Campaigners say the 200-year-old building, given to the village, is held by a charitable trust controlled by the council.
And Mr Reevell has received correspondence from the Charity Commission which backs up the claim.
A Kirklees Council spokeswoman said: “Our lawyers are now in further discussions with the Charity Commissioners about recent attempts to clarify the position, but our two senior lawyers are both of the opinion that a charitable trust was not created.”
Mr Reevell added: “If the Charity Commissioners are right there are serious questions about whether the trustees failed in their duty and to what extent they are personally responsible for the cost of repair.”

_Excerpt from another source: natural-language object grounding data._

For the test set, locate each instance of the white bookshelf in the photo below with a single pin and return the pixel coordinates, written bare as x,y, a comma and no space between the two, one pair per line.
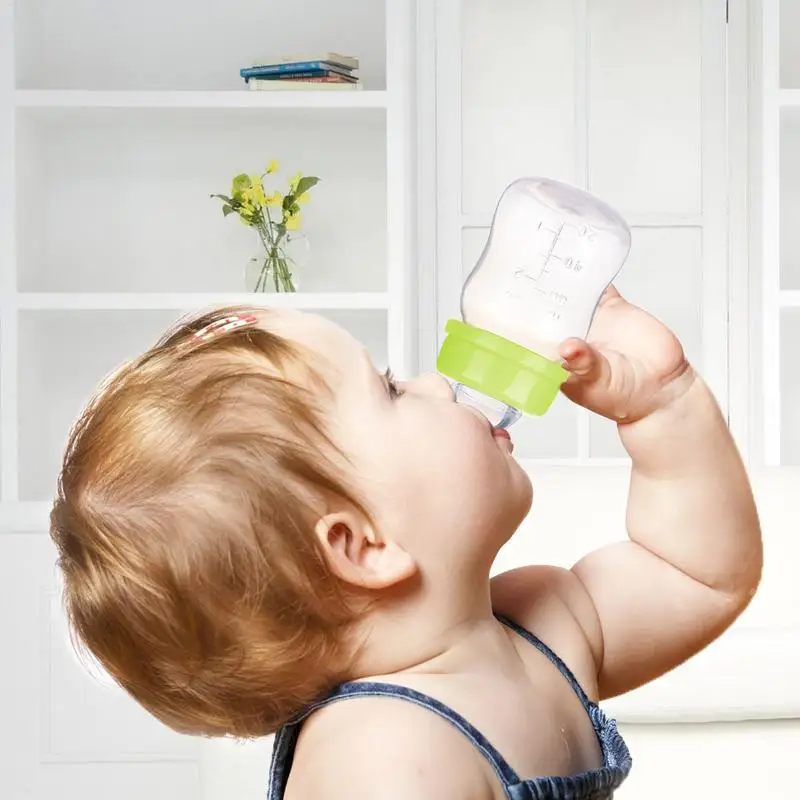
54,99
111,118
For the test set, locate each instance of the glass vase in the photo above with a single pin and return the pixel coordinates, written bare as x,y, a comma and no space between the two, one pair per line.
274,268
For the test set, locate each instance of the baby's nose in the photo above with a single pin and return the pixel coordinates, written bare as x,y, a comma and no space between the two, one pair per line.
433,385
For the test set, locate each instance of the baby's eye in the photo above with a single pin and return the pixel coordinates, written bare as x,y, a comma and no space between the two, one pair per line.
391,385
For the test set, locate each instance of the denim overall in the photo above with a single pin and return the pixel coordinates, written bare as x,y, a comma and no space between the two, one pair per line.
594,784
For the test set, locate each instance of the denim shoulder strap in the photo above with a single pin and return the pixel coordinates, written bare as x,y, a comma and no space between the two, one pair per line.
286,739
554,659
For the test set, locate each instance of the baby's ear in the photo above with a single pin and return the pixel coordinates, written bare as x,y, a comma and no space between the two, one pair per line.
358,555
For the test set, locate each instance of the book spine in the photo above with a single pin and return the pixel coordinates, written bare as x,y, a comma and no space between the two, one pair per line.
321,74
291,69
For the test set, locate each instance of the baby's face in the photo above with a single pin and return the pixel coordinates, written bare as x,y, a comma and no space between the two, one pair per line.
431,470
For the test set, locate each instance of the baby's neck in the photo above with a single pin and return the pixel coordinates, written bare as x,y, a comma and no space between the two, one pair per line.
441,630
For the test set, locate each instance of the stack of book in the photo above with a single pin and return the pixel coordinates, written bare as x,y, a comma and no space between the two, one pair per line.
313,72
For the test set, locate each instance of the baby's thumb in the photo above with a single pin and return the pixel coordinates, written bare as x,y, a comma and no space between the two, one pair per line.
581,359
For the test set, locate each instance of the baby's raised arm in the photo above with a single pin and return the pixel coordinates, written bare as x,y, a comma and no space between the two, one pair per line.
693,557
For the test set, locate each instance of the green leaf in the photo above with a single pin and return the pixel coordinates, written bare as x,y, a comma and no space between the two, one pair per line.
304,184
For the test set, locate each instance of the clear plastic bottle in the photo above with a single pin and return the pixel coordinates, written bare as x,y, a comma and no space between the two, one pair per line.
552,251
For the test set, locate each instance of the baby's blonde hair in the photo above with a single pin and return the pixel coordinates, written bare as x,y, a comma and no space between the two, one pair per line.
185,530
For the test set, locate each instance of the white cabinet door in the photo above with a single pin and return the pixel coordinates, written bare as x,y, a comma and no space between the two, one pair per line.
623,97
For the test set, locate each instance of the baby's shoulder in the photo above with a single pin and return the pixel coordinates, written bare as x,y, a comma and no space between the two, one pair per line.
376,747
552,603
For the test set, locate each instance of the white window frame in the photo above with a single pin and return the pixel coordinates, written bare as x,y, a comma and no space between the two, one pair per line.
751,672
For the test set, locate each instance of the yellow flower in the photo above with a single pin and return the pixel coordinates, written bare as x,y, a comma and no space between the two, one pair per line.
256,192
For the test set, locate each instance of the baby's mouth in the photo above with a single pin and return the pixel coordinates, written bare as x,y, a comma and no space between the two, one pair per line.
502,433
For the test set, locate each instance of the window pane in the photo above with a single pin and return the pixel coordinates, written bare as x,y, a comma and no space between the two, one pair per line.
663,274
790,387
517,95
645,109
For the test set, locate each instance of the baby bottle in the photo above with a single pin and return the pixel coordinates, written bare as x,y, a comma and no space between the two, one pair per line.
552,251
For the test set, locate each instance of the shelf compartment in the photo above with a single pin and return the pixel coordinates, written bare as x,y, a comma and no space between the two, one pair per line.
118,200
100,45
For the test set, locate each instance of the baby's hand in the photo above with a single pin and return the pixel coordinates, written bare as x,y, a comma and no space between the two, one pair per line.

Mr Waring said: “Kirklees have failed in their duty to protect and repair a historical building that the community of Thornhill are unwilling to watch being knocked down – because of failure within Kirklees to act on the many warnings they have had put to them to save the same.”
Meanwhile, campaigners, including former councillor Khizar Iqbal, have said ward councillors have not done enough to support the centre. Mr Iqbal has also questioned whether Dewsbury South councillors were aware of the decision to demolish the building before it was made public.
The councillors say they were not consulted about the decision, which was made after they attended a public meeting.
Coun Masood Ahmed added: “Myself and my colleagues are doing our utmost best. We have replied to every single person who has contacted us by email. I have raised my concerns with leaders of the council and the chief executive.”
A council spokeswoman said: “No date has been set and demolition will not take place until the council has received formal written approval from the local planning authority. This approval is not expected to be received until the end of August or early September.”
Mr Reevell said he hoped the community could come up with a plan to bring the centre back into use. He added: “I hope and expect that if a serious suggestion is made for what to do with it that the deadline would be ignored.”